Boris Johnson might be in a whole heap of trouble right now but two years ago almost to the day he was master of all he surveyed. That December, he achieved an overall majority of 80 seats on a vote share of 43.6 per cent — barely six months after the Conservatives had crashed to an all-time low of 8.8 per cent in elections to the European Parliament, forced on Theresa May by her failure to leave the EU.
Few realised at the time — and maybe don’t even now — that the Tory majority could have been even bigger. Our research for the latest in the long-running Nuffield studies of British general elections suggests that, by attracting the support of former Labour and Ukip voters who might otherwise have backed him, Nigel Farage’s Brexit party may have saved up to 25 Labour MPs, denying Johnson a landslide majority of about 130 seats.
Intriguingly, the same research suggests that, owing to the overall swing to the Conservatives in most seats, Farage’s decision in 2019 not to stand candidates in Tory-held constituencies had far less impact.
All this points to an unnerving truth for the Conservative party — namely that, although one of the keys to its victory was the ability to “unite the right” with a promise to “Get Brexit Done”, it nevertheless remains vulnerable to a populist radical right insurgency.
These days, that insurgency comes in the guise of Reform UK — the successor to the Brexit party led by Farage’s former right-hand man, Richard Tice. As with the Brexit party (and Ukip before it) the Tories’ fear is not that their latest rightwing rival will take seats off them. But by attracting support both from those who would normally vote Tory and those who might do so for other reasons, it might help Labour and the Liberal Democrats win them instead.
That is a distinct possibility in the upcoming by-election in North Shropshire occasioned by the resignation of Owen Paterson — now just one episode in a spate of scandals that, along with rising concern about immigration in the Channel and antipathy towards anti-Covid measures, may trigger a significant anti-Tory protest vote.
Paterson didn’t have to worry in 2019 about the Brexit party denting what was, in any case, a massive Conservative majority. But rewind to the 2015 election and you find Ukip coming from practically nowhere to take nearly 18 per cent of the vote.
In some ways, that should come as no surprise. After all, North Shropshire is a solidly pro-Brexit seat, with 60 per cent of its voters estimated to have voted Leave in 2016.
True, it makes it into the 200 most affluent parliamentary constituencies in the UK and boasts relatively few of the “left behind” supporters of the radical right. But Remain’s defeat in the EU referendum owed every bit as much to the comfortable Leavers of middle England as to their less well-heeled counterparts in more deprived areas. And in contrast with some European countries, voting for radical rightwing populists in the UK is a pastime mainly for the elderly or middle aged, of which North Shropshire has more than its fair share.

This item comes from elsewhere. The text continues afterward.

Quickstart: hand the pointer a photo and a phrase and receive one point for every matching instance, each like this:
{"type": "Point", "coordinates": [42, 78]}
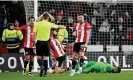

All this makes the seat a test bed of sorts for the radical right. But in the end, Reform UK can only help cost the Conservatives the seat in the event of a huge swing to either the Lib Dems or Labour. That’s not, of course, unprecedented and, after June’s shock result in Chesham and Amersham, anything is possible. But it does rely on tactically-inclined voters in North Shropshire knowing which of the two is really best placed to give Johnson a bloody nose — something that, thanks to the apparent reluctance of either party to give the other a clear run, doesn’t seem, so far anyway, to be as obvious as many advocates of a tacit “progressive alliance” hoped it might be.